Lastly, there is the aspect of financial capacity, which has also been built through acquisitions in the domestic market and enhanced access to capital markets.

The local companies that have successfully integrated acquired assets have now developed balance sheets that are conducive for growth strategies.

Implications for African energy markets

The cross-border investments of Nigerian operators have several implications for the industries on the continent and the markets as well. Structurally, it indicates the beginning of the Africanisation of the ownership of hydrocarbon assets, with African operators increasingly shaping the agenda of exploration, production, and infrastructure development.

Experts say this trend may improve the retention of value within the local economy through reinvestment, employment, and development of the services sector. The operators may also be more adaptable to the socio-political setting, which could accelerate the implementation of projects in settings where engagement with the community and the state is paramount.
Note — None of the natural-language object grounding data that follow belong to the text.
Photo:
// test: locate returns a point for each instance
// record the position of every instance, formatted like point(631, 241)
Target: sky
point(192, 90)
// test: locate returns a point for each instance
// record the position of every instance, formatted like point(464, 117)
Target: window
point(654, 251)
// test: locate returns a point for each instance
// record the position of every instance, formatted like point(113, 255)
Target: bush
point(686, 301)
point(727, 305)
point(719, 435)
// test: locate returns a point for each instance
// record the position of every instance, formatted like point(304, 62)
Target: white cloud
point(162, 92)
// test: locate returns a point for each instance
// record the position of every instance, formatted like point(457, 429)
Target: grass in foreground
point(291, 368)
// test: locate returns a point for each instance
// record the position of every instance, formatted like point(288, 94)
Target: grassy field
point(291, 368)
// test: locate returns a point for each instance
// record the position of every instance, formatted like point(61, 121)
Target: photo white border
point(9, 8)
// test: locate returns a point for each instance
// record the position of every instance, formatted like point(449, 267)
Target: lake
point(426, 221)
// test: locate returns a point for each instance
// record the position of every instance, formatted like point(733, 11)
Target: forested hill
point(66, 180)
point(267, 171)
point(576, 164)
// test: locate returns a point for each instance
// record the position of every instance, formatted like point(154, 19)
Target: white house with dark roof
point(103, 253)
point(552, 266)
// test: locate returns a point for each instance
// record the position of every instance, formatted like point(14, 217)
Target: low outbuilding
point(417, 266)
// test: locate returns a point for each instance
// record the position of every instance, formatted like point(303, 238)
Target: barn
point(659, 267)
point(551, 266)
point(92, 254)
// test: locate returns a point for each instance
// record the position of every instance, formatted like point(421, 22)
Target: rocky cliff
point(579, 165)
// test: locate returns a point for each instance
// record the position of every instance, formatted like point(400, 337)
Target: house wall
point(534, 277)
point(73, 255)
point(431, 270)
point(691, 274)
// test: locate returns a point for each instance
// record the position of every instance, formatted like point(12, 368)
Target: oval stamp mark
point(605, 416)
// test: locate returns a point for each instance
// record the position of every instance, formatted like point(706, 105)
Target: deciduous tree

However, challenges remain. In cross-border operations, there are issues related to dealing with a variety of fiscal systems, currency risks, and political environments. Financing big projects will still be a capital-intensive activity. Managing operational efficiency in a geographically dispersed portfolio will be a challenge.

Despite these challenges, the fact that African operators are investing across several markets brings a new dynamic to the energy competition on the continent, which is no longer driven by foreign capital but by the ambitions of African operators.

What will the future look like?

The trajectory of Nigerian independents suggests that the current expansion phase may represent only the early stages of a broader transformation. As domestic asset consolidation continues and financing ecosystems deepen, additional companies may pursue cross-border opportunities spanning exploration, infrastructure and energy transition projects.

Whether Nigerian firms will eventually become pan-African majors will depend on the discipline in execution, the quality of partnerships, and access to capital. The direction of travel is however increasingly clear. From the acquisition of acreage in the upstream to investment in refineries and fuel retail in the region, Nigerian oil firms are building a web of interests stretching far beyond the country.

For Africa’s energy narrative, the implications are significant. A continent long characterised by external operational leadership may be entering an era where its own companies play central roles in shaping hydrocarbon development pathways.

What began as domestic asset acquisitions in response to multinational divestments is gradually turning into a bigger story.

Nigerian independents are not only inheriting Africa’s oil assets. They are beginning to redefine who steers the continent’s energy future.